The radio urgent message announcement.

Most relating to telephone.
My first ~25 years were living in a village. We had telephone as long as I recall. When the neighbours wanted it we agreed to a party line, later when neighbours changed and it was a weekend cottage for them it became a nuisance as they made long calls. The number was just three digits and the exchange covered several villages with around 800 numbers available. To call the same exchange just dial three digits. For adjacent exchanges a local code then full code and number long distance. For a few still once had to connect via the operator. No caller display or even 1471, no idea who was calling and had to ask for number hence a pad and pencil by the phone. No way to store number, dial every time.

Appliance repair was normal. Even smaller towns had a shop for common parts of vacuum cleaner (e.g. paper collecting bags, belt, revolving floor/carpet brushes, flexible fittings, motor brushes), washing machine, kettle elements etc. If not a stock item ordered to collect in a week.

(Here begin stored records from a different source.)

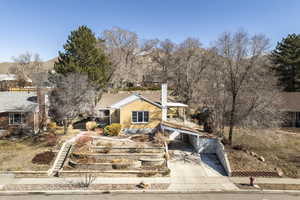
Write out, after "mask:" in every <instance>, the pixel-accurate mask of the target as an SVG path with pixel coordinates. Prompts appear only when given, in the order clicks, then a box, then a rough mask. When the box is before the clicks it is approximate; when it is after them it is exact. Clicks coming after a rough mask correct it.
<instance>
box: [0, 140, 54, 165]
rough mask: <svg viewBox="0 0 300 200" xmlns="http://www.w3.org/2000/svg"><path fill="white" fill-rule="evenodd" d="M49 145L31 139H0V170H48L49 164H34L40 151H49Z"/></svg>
mask: <svg viewBox="0 0 300 200" xmlns="http://www.w3.org/2000/svg"><path fill="white" fill-rule="evenodd" d="M48 150H49V147H45V145H44V144H43V143H42V144H39V143H34V142H33V141H31V140H23V141H15V142H14V141H8V140H0V171H46V170H48V169H49V165H38V164H33V163H32V162H31V161H32V159H33V158H34V156H35V155H36V154H38V153H41V152H44V151H48Z"/></svg>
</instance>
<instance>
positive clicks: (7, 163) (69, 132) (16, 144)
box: [0, 127, 79, 171]
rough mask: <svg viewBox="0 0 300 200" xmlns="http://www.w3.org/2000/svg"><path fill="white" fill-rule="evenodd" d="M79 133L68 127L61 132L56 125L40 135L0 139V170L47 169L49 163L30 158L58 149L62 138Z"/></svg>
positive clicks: (30, 170)
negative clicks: (66, 128)
mask: <svg viewBox="0 0 300 200" xmlns="http://www.w3.org/2000/svg"><path fill="white" fill-rule="evenodd" d="M78 133H79V130H76V129H70V130H68V134H67V135H64V134H63V127H56V128H55V130H52V131H51V132H46V133H43V134H41V135H37V136H32V137H27V138H19V139H14V140H13V139H1V140H0V171H47V170H48V169H49V167H50V166H51V164H52V163H51V164H50V165H49V164H34V163H33V162H32V159H33V158H34V157H35V156H36V155H37V154H39V153H42V152H47V151H55V150H58V149H59V146H58V145H59V144H60V143H61V141H62V140H66V139H68V138H70V137H72V136H74V135H76V134H78Z"/></svg>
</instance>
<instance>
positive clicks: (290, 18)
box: [0, 0, 300, 62]
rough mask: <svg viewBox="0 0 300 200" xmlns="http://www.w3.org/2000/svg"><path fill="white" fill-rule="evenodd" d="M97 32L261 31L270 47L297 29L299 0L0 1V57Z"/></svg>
mask: <svg viewBox="0 0 300 200" xmlns="http://www.w3.org/2000/svg"><path fill="white" fill-rule="evenodd" d="M79 25H87V26H89V27H90V28H92V29H93V31H94V32H95V33H96V34H97V35H98V36H99V34H100V33H101V31H102V30H104V29H109V28H112V27H113V26H119V27H121V28H125V29H128V30H131V31H135V32H137V33H138V35H139V37H140V38H141V39H151V38H159V39H165V38H170V39H171V40H173V41H175V42H180V41H182V40H184V39H185V38H186V37H188V36H191V37H197V38H199V39H200V41H201V42H202V43H203V44H204V45H205V46H208V45H209V43H210V42H211V41H214V40H215V39H216V38H217V37H218V36H219V35H220V34H221V33H222V32H224V31H236V30H238V29H240V28H243V29H244V30H246V31H248V32H249V33H251V34H253V33H264V34H266V35H267V37H269V38H270V39H271V42H272V45H273V47H274V46H275V44H276V42H277V41H278V40H281V38H282V37H285V36H286V35H287V34H289V33H300V0H47V1H46V0H0V62H3V61H10V60H11V57H12V56H18V55H19V54H21V53H24V52H26V51H29V52H32V53H39V54H40V55H41V57H42V59H43V60H48V59H51V58H53V57H56V56H57V52H58V50H61V49H62V45H63V44H64V42H65V41H66V39H67V36H68V34H69V33H70V31H71V30H74V29H76V28H77V27H78V26H79Z"/></svg>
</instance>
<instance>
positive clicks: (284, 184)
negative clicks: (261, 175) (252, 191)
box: [257, 184, 300, 190]
mask: <svg viewBox="0 0 300 200" xmlns="http://www.w3.org/2000/svg"><path fill="white" fill-rule="evenodd" d="M257 185H258V186H259V187H260V188H262V189H263V190H300V184H257Z"/></svg>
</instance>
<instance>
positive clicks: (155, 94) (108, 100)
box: [96, 91, 175, 109]
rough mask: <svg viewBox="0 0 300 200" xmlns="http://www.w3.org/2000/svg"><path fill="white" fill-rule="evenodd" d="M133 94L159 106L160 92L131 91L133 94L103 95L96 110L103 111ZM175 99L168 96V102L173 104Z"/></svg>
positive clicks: (170, 96)
mask: <svg viewBox="0 0 300 200" xmlns="http://www.w3.org/2000/svg"><path fill="white" fill-rule="evenodd" d="M133 94H138V95H140V96H142V97H144V98H145V99H149V100H150V101H152V102H154V103H157V104H160V91H133V92H125V91H122V92H118V93H104V94H103V95H102V98H101V99H100V101H99V102H98V104H97V106H96V108H97V109H105V108H109V107H110V106H111V105H113V104H115V103H117V102H119V101H121V100H122V99H125V98H127V97H129V96H131V95H133ZM174 100H175V98H174V97H172V96H169V95H168V101H169V102H175V101H174Z"/></svg>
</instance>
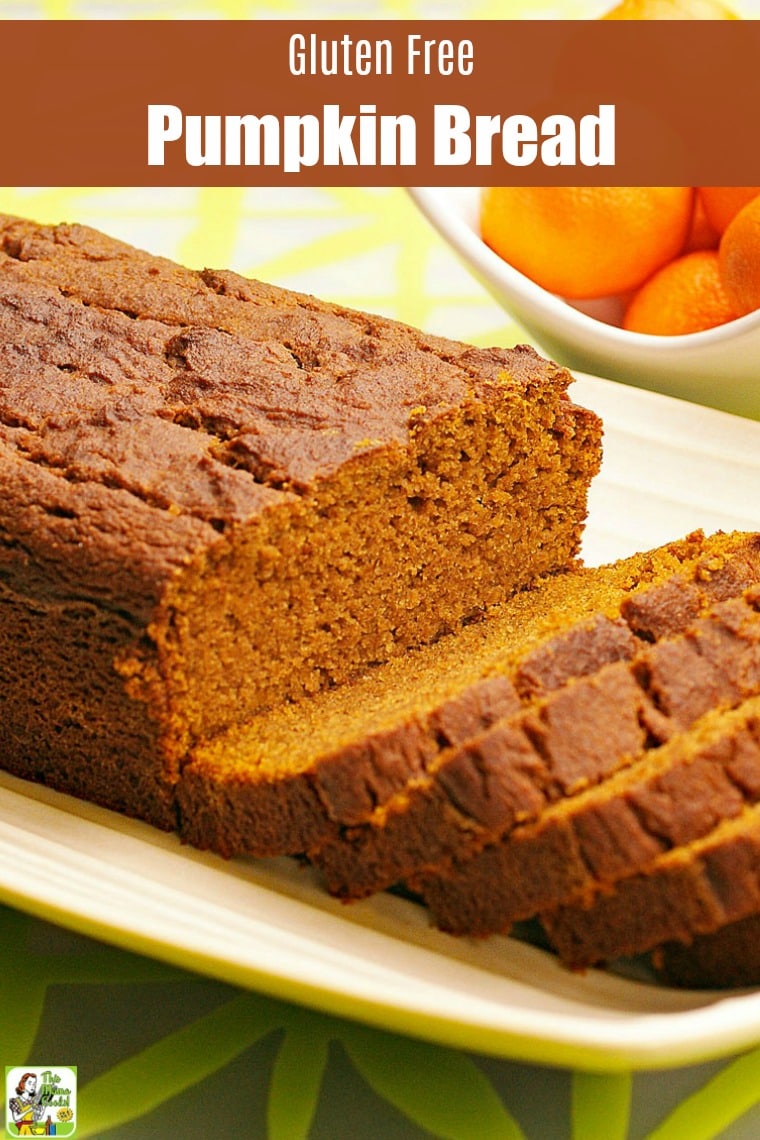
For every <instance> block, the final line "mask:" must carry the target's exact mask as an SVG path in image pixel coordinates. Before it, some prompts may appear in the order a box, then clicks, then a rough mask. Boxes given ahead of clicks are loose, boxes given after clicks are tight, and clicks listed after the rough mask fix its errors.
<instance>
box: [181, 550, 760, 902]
mask: <svg viewBox="0 0 760 1140" xmlns="http://www.w3.org/2000/svg"><path fill="white" fill-rule="evenodd" d="M754 559H755V544H754V541H753V540H752V539H751V538H747V537H746V536H744V535H732V536H724V535H718V536H713V537H711V538H705V537H704V536H703V535H701V534H695V535H692V536H688V537H687V538H686V539H684V540H681V541H679V543H672V544H669V545H668V546H665V547H662V548H660V549H656V551H654V552H649V553H645V554H638V555H635V556H632V557H630V559H626V560H622V561H620V562H618V563H614V564H612V565H607V567H602V568H598V569H585V568H578V569H574V570H572V571H569V572H565V573H562V575H556V576H553V577H550V578H547V579H544V580H542V581H541V583H539V584H537V585H536V587H534V588H532V589H530V591H526V592H523V593H521V594H518V595H517V596H515V597H514V598H513V600H512V601H510V602H508V603H506V604H505V605H502V606H500V608H499V609H498V610H496V611H493V612H491V613H490V616H489V617H488V618H487V619H485V620H483V621H481V622H477V624H473V625H469V626H468V627H466V628H465V629H463V630H460V632H459V633H458V634H457V635H456V636H453V637H443V638H441V640H440V641H439V642H438V643H436V644H435V645H432V646H426V648H423V649H420V650H417V651H414V652H409V653H407V654H406V657H404V658H401V659H395V660H392V661H389V662H386V663H385V665H382V666H378V667H376V668H375V669H371V670H369V671H368V673H367V674H366V675H363V676H362V677H360V678H358V679H356V681H353V682H349V683H346V684H344V685H342V686H340V687H337V689H335V690H332V691H328V692H324V693H320V694H317V695H314V697H313V698H311V699H310V700H309V701H307V702H300V703H297V705H289V706H281V707H280V708H278V709H273V710H271V711H270V712H268V714H264V715H263V716H260V717H258V718H255V719H253V720H251V722H250V723H248V724H247V725H246V726H244V727H242V728H239V730H234V731H232V732H231V733H228V734H224V735H220V736H218V738H215V739H214V740H212V741H210V742H202V743H201V744H198V746H197V747H196V748H194V749H193V750H191V752H190V756H189V758H188V762H187V764H186V765H185V767H183V771H182V779H181V781H180V783H179V787H178V804H179V808H180V829H181V833H182V834H183V837H185V838H186V839H187V840H188V841H189V842H191V844H194V845H195V846H199V847H207V848H212V849H214V850H219V852H222V853H223V854H227V855H232V854H251V855H273V854H283V853H291V854H294V853H308V854H310V856H311V857H312V858H316V860H317V861H321V855H322V853H324V852H328V850H329V852H335V850H337V852H338V853H341V852H343V853H345V855H346V858H348V861H349V864H350V869H351V873H352V878H351V881H350V884H349V889H348V890H346V891H345V894H346V896H350V897H356V896H357V895H359V894H366V893H367V889H366V887H367V879H368V878H369V877H371V876H374V874H375V868H374V865H373V863H371V862H368V861H362V860H354V858H353V850H352V846H351V838H352V836H353V834H354V833H356V832H357V830H359V831H362V830H369V831H371V832H373V833H374V834H376V836H377V837H379V841H383V839H384V837H385V831H384V828H383V825H384V824H387V825H389V827H390V830H389V832H387V834H389V836H390V837H391V838H393V836H394V833H393V830H392V825H391V821H392V819H393V815H394V811H395V806H397V805H398V803H399V800H402V801H404V803H406V801H407V800H408V798H409V793H410V790H414V791H417V790H418V789H420V788H423V787H426V785H427V784H430V782H431V780H432V779H434V776H433V773H434V772H435V769H436V768H438V767H439V766H442V765H446V764H447V762H448V760H449V759H450V758H451V757H452V756H456V755H460V756H463V757H465V756H467V752H468V749H469V744H471V742H473V741H475V742H476V741H479V740H480V733H481V732H482V731H483V730H487V734H485V736H487V739H490V738H491V736H496V740H497V746H496V748H495V757H493V764H495V767H496V768H498V771H499V773H502V774H504V776H505V780H506V777H507V775H508V774H509V772H510V771H514V769H510V768H509V766H508V760H509V757H508V756H507V755H506V750H505V748H504V747H502V746H501V743H500V742H499V734H500V732H501V726H502V725H505V724H507V725H509V724H510V720H509V719H508V718H509V717H510V716H512V715H514V714H516V712H517V710H531V709H532V706H534V705H538V706H539V707H542V706H544V705H546V703H549V705H550V703H553V692H554V691H557V692H558V693H564V686H565V684H566V682H567V681H569V678H571V677H575V678H585V677H588V681H589V689H588V691H589V695H590V700H591V701H593V702H594V701H595V689H597V687H600V692H599V694H598V695H597V697H596V703H598V702H599V701H602V705H603V706H604V702H608V701H610V700H613V699H614V698H615V697H616V695H619V690H620V689H621V685H623V686H624V693H623V695H624V697H627V698H628V700H629V702H630V700H631V698H632V693H635V694H636V697H637V699H638V700H639V702H640V703H643V702H644V701H645V694H644V693H643V691H641V690H640V687H639V686H638V685H637V684H635V683H634V682H632V681H631V679H630V678H629V679H628V684H627V685H626V681H624V678H623V679H621V677H620V675H619V671H618V666H616V665H615V662H620V661H624V660H626V659H628V658H630V657H631V655H632V654H634V653H635V652H636V650H637V646H639V645H640V641H639V638H638V637H637V636H636V635H635V634H634V633H632V632H631V628H630V626H629V625H628V622H626V621H624V620H623V619H622V618H621V616H620V610H621V606H622V605H623V603H624V601H626V600H635V598H636V597H637V596H638V594H639V593H641V592H643V591H645V589H646V588H647V586H649V585H651V584H653V583H657V581H662V580H663V579H664V580H667V579H669V578H670V577H671V576H673V575H678V573H681V575H684V577H685V578H686V579H688V580H689V581H693V580H694V579H695V577H698V578H700V579H702V578H704V579H705V583H709V581H710V580H711V573H710V571H709V570H708V567H712V568H713V570H712V576H713V577H714V580H716V581H718V580H721V581H724V580H726V579H730V580H733V578H734V576H735V575H739V576H741V577H742V579H743V578H745V577H746V576H747V575H752V572H753V571H752V570H751V569H750V567H751V564H752V562H753V560H754ZM697 596H700V597H701V596H702V595H701V594H700V593H698V592H696V593H695V597H697ZM605 669H606V670H607V671H608V673H610V679H608V683H607V684H605V683H604V682H603V683H602V686H598V683H597V681H596V676H595V675H596V674H598V673H599V670H602V671H604V670H605ZM605 676H606V675H605ZM578 690H579V692H580V691H586V690H585V684H583V682H582V681H581V679H579V681H578ZM652 716H653V717H654V718H656V714H655V710H652ZM505 718H507V719H505ZM632 719H634V722H635V723H634V725H632V726H631V728H630V731H631V732H632V733H634V734H635V736H636V742H639V741H640V740H641V730H640V727H639V724H638V719H637V712H636V711H635V712H634V716H632ZM491 726H493V727H491ZM597 739H598V738H597ZM603 743H605V742H603ZM523 744H524V747H523V752H522V758H523V759H524V760H525V762H526V763H525V766H524V771H522V772H521V771H520V769H517V784H518V785H520V787H518V788H517V789H516V790H515V788H512V789H510V790H512V793H514V795H516V793H518V792H520V793H522V795H523V798H525V797H528V803H529V804H530V806H531V807H533V806H534V801H536V799H537V797H538V796H539V790H538V783H536V782H531V777H532V775H533V773H532V772H531V767H530V765H532V767H533V769H536V771H538V769H539V768H540V764H539V758H538V757H537V756H536V754H534V752H530V750H529V748H528V742H526V741H523ZM605 747H606V744H605ZM598 750H599V749H598V748H597V751H598ZM604 751H605V749H604V748H603V749H602V752H603V754H604ZM529 752H530V757H531V762H530V765H529V763H528V756H529ZM501 762H504V763H501ZM599 763H600V764H604V763H606V760H605V758H604V755H603V756H602V757H600V759H599ZM536 780H538V776H536ZM493 781H495V783H493V789H495V791H496V789H497V787H498V779H497V775H496V774H495V776H493ZM514 783H515V781H514V780H513V784H514ZM420 803H422V800H420ZM492 806H493V809H495V811H497V809H499V811H501V813H504V811H505V807H504V804H502V803H498V801H496V800H495V801H493V805H492ZM453 811H455V807H453V801H452V800H449V801H446V803H443V804H440V803H435V805H434V811H433V812H431V813H425V812H423V819H422V822H420V821H419V820H415V821H414V822H415V823H420V827H417V828H414V829H412V830H411V831H410V833H409V834H408V836H407V837H406V839H407V846H406V847H404V848H403V849H399V852H398V857H399V858H403V860H404V861H410V862H411V864H414V866H415V868H417V866H418V865H419V864H418V863H417V856H418V854H419V852H420V849H422V848H424V847H425V845H431V849H432V847H433V845H434V842H435V838H436V836H440V834H441V833H446V829H447V827H450V822H451V821H450V820H449V816H452V815H453ZM378 823H379V828H378V827H377V824H378ZM426 823H428V824H430V828H426V827H425V824H426ZM465 827H468V828H469V829H472V828H474V820H473V819H471V820H468V821H466V823H465ZM326 857H327V856H326ZM335 857H336V860H337V858H340V854H338V855H337V856H335ZM428 857H430V850H428ZM394 865H395V864H394V863H393V857H392V856H387V863H386V865H385V866H384V872H385V873H384V880H383V882H382V884H378V882H377V881H376V880H375V879H373V889H374V888H379V886H381V885H382V886H387V885H390V882H391V881H394V877H393V874H392V873H389V872H387V868H389V866H394ZM404 865H406V863H404Z"/></svg>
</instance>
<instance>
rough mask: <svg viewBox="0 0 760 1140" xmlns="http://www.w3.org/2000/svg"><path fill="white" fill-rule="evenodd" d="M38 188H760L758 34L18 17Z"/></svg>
mask: <svg viewBox="0 0 760 1140" xmlns="http://www.w3.org/2000/svg"><path fill="white" fill-rule="evenodd" d="M0 35H1V38H2V49H3V50H2V59H3V62H2V67H1V68H0V108H1V109H0V117H1V122H2V133H3V138H5V145H3V148H2V150H3V155H2V160H1V163H2V166H3V171H2V179H1V180H2V181H3V182H5V185H24V186H255V185H267V186H279V185H281V186H288V185H311V186H319V185H335V186H338V185H343V186H351V185H367V186H373V185H374V186H391V185H439V186H455V185H497V184H506V185H521V184H522V185H549V184H554V185H563V184H564V185H581V186H582V185H589V186H590V185H604V186H615V185H632V186H636V185H730V186H734V185H738V186H742V185H758V184H760V146H759V145H758V133H759V128H758V125H757V123H758V117H757V108H758V107H759V106H760V25H758V24H755V23H754V22H741V21H736V22H667V21H665V22H652V23H632V22H631V23H626V22H597V21H589V22H566V21H556V22H510V21H504V22H501V21H497V22H484V21H446V22H444V21H424V22H406V21H403V22H401V21H335V19H334V21H251V22H237V21H230V22H195V21H193V22H190V21H188V22H167V21H166V22H163V21H161V22H153V21H150V22H142V21H134V22H132V21H130V22H116V21H103V22H100V21H85V22H57V21H51V22H50V21H48V22H39V21H33V22H31V21H30V22H27V21H11V22H3V23H2V24H1V25H0Z"/></svg>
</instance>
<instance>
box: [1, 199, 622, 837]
mask: <svg viewBox="0 0 760 1140" xmlns="http://www.w3.org/2000/svg"><path fill="white" fill-rule="evenodd" d="M570 381H571V377H570V375H569V374H567V372H566V370H564V369H562V368H558V367H557V366H555V365H553V364H549V363H547V361H545V360H542V359H541V358H539V357H538V356H537V355H536V353H534V352H533V351H532V350H531V349H528V348H518V349H515V350H514V351H500V350H488V351H487V350H477V349H473V348H469V347H467V345H464V344H458V343H455V342H451V341H447V340H443V339H436V337H432V336H426V335H424V334H423V333H419V332H416V331H414V329H410V328H407V327H406V326H402V325H399V324H395V323H393V321H391V320H385V319H383V318H379V317H371V316H368V315H366V314H359V312H352V311H349V310H345V309H342V308H340V307H337V306H329V304H326V303H322V302H320V301H317V300H314V299H313V298H308V296H303V295H299V294H294V293H289V292H287V291H283V290H277V288H275V287H272V286H268V285H262V284H260V283H256V282H251V280H246V279H244V278H242V277H239V276H237V275H235V274H230V272H223V271H222V272H220V271H211V270H205V271H203V272H195V271H191V270H188V269H183V268H181V267H179V266H175V264H173V263H172V262H170V261H167V260H165V259H161V258H155V257H152V255H149V254H147V253H142V252H140V251H137V250H133V249H131V247H130V246H128V245H125V244H123V243H121V242H117V241H114V239H112V238H108V237H105V236H104V235H101V234H98V233H96V231H93V230H90V229H88V228H85V227H81V226H66V225H64V226H55V227H46V226H38V225H35V223H33V222H28V221H24V220H19V219H15V218H8V217H2V218H0V469H1V470H2V487H3V495H2V498H1V499H0V536H1V541H0V559H1V562H0V603H1V605H0V650H1V651H0V700H1V701H2V705H1V708H0V749H1V751H2V756H3V764H5V765H6V767H8V768H9V769H11V771H13V772H16V773H18V774H22V775H26V776H31V777H34V779H39V780H43V781H46V782H48V783H50V784H52V785H55V787H58V788H63V789H64V790H68V791H72V792H74V793H76V795H80V796H84V797H88V798H91V799H95V800H97V801H99V803H101V804H105V805H107V806H111V807H114V808H117V809H120V811H123V812H126V813H129V814H133V815H138V816H142V817H144V819H147V820H150V821H152V822H154V823H156V824H160V825H163V827H173V825H174V824H175V803H174V790H175V787H177V782H178V780H179V779H180V773H181V768H182V765H183V763H185V760H186V757H187V756H188V754H189V751H190V750H191V749H193V748H194V747H195V746H196V744H197V743H198V741H202V740H206V739H210V738H213V736H214V735H215V734H218V733H219V732H220V731H222V730H226V728H229V727H230V725H235V724H239V723H244V722H247V720H250V719H251V718H252V717H254V716H255V715H256V714H260V712H261V711H262V710H264V709H269V708H275V707H281V706H283V705H284V703H286V702H291V701H299V700H302V699H303V698H307V697H309V695H310V694H313V693H317V692H319V691H321V690H327V689H330V687H333V686H336V685H341V684H344V683H345V682H346V681H349V679H350V678H351V677H352V676H354V675H357V674H359V673H360V671H361V670H362V669H365V668H367V667H368V666H370V665H376V663H377V662H382V661H386V660H389V659H392V658H394V657H397V655H399V654H403V653H404V652H406V651H408V650H409V649H410V648H416V646H419V645H423V644H426V643H431V642H434V641H436V640H438V638H440V637H442V635H444V634H449V633H451V632H453V630H458V629H459V628H460V627H461V626H463V624H466V622H467V621H471V620H472V619H473V618H477V617H481V616H482V614H483V613H484V612H485V611H487V610H488V609H489V608H490V606H493V605H497V604H499V603H501V602H504V601H505V600H506V598H507V597H509V596H510V595H512V594H513V593H514V592H515V591H516V589H520V588H522V587H524V586H526V585H529V584H531V583H532V581H534V580H536V579H537V578H539V577H540V576H542V575H547V573H551V572H554V571H557V570H559V569H563V568H566V567H569V565H571V564H572V563H573V561H574V559H575V555H577V552H578V547H579V541H580V536H581V530H582V524H583V519H585V514H586V496H587V489H588V484H589V481H590V479H591V477H593V475H594V473H595V472H596V471H597V469H598V465H599V455H600V446H599V437H600V425H599V422H598V418H597V417H596V416H595V415H593V414H591V413H589V412H587V410H585V409H582V408H578V407H575V406H574V405H573V404H572V402H571V401H570V399H569V398H567V393H566V389H567V386H569V384H570Z"/></svg>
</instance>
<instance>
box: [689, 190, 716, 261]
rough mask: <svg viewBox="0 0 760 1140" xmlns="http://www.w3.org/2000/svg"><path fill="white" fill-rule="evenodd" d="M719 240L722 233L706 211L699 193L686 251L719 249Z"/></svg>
mask: <svg viewBox="0 0 760 1140" xmlns="http://www.w3.org/2000/svg"><path fill="white" fill-rule="evenodd" d="M719 242H720V234H719V233H718V230H717V229H714V228H713V226H712V225H711V223H710V220H709V218H708V215H706V213H705V211H704V205H703V204H702V198H701V197H700V195H698V194H697V196H696V200H695V202H694V213H693V214H692V225H690V227H689V231H688V237H687V238H686V243H685V245H684V253H690V252H692V250H717V249H718V243H719Z"/></svg>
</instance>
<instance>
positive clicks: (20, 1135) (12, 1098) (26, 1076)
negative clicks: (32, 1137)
mask: <svg viewBox="0 0 760 1140" xmlns="http://www.w3.org/2000/svg"><path fill="white" fill-rule="evenodd" d="M40 1100H41V1093H38V1091H36V1073H24V1075H23V1077H22V1078H21V1081H19V1082H18V1084H17V1086H16V1096H15V1097H11V1098H10V1100H9V1101H8V1108H9V1109H10V1115H11V1117H13V1121H14V1124H15V1125H16V1127H17V1129H18V1134H19V1137H43V1135H44V1134H46V1127H44V1124H40V1119H41V1117H42V1113H43V1112H44V1106H43V1105H42V1104H40Z"/></svg>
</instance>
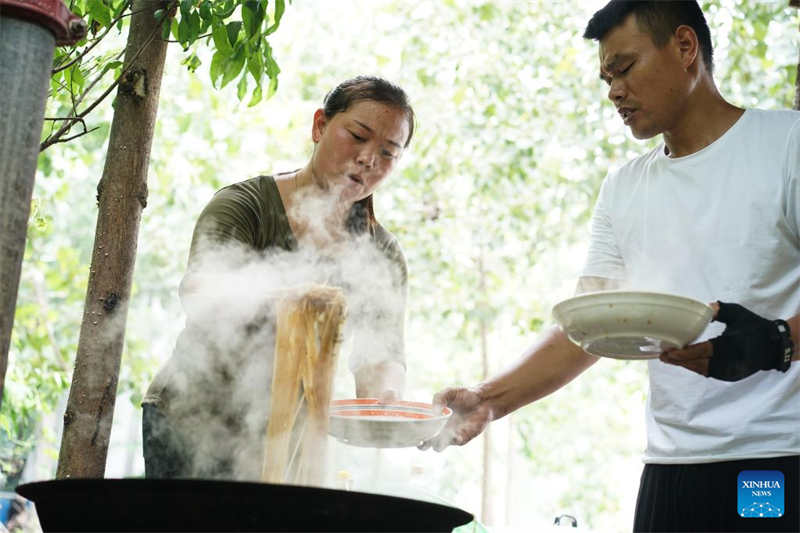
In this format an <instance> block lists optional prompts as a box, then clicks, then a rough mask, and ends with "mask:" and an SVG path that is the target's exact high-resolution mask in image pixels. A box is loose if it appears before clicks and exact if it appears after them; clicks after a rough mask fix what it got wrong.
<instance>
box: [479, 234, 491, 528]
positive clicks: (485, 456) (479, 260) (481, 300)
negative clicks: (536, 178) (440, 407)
mask: <svg viewBox="0 0 800 533" xmlns="http://www.w3.org/2000/svg"><path fill="white" fill-rule="evenodd" d="M483 253H484V249H483V244H481V247H480V256H479V258H478V275H479V281H478V284H479V285H478V290H479V291H480V301H481V304H480V305H481V307H483V309H482V312H481V316H480V321H479V323H480V328H481V331H480V333H481V364H482V367H483V368H482V372H483V376H482V379H484V380H486V379H488V377H489V349H488V342H487V339H486V337H487V335H488V333H487V327H486V313H485V311H486V310H487V309H486V308H487V307H488V306H487V305H486V300H487V298H488V295H487V294H486V272H485V270H484V265H483ZM482 474H483V475H482V476H481V520H482V521H483V523H485V524H493V523H494V512H493V506H492V438H491V428H490V427H489V426H486V429H485V430H484V431H483V472H482Z"/></svg>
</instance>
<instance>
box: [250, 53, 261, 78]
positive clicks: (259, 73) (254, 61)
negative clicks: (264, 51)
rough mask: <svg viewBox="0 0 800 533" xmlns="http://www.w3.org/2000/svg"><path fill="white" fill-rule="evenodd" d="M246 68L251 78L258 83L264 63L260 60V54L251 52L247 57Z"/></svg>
mask: <svg viewBox="0 0 800 533" xmlns="http://www.w3.org/2000/svg"><path fill="white" fill-rule="evenodd" d="M247 70H248V72H250V74H251V75H252V76H253V80H255V82H256V83H257V84H259V85H260V84H261V78H263V77H264V63H263V62H262V61H261V55H260V54H258V53H255V54H251V55H250V56H249V57H248V58H247Z"/></svg>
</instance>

The washing machine even had an annual service. Light bulbs tested before selling.

No out-of-town large shops and supermarkets generally did not have adjacent car parks so food carried to the car park a street or several away. Supermarkets were much smaller, the size of a typical Iceland store / not that much larger than some Express stores. Fresh and cooked meat not pre-packed but chosen or cut to order and weighed be that in the supermarket or from Baxters, Dewhurst or an independent. Similarly fish from MacFisheries or an independent. Vegetables & fruit loose from the green grocer. Everything priced as no barcodes. Checkout staff had to key every item in plus weight loose items then either read price from scales or work out from a list of Shops had frozen food but a home freezer was not normal. Ice cream would just about keep a day in the fridge icebox. Frozen fish etc. was cooked either same day or next day. No microwave so normal cooking times in the oven. A quick easy meal was from tins cooked in pans on the hob e.g. mince or frankfurter sausage, tinned vegetables or baked beans, tinned potatoes or powered mash ' just add boiling water '. There was boil-in-the bag but usually took longer. I recall fish with sauce, kippers and Vesta Chinese meals.

Radio was a valve set medium wave, long wave and short wave - manual tuning with stations marked on the panel that the pointer moved behind. The radio frequencies were changed and stickers supplied to attach. VHF broadcasting but only received when valve set died and new radio purchased. Getting your own radio which was just medium wave with a coarse tuning dial and a ' tinny ' speaker. Later first cassette recorder and recording tracks from Top40 5-7pm on Sunday. Making a compilation by wiring your cassette recorder to a friends.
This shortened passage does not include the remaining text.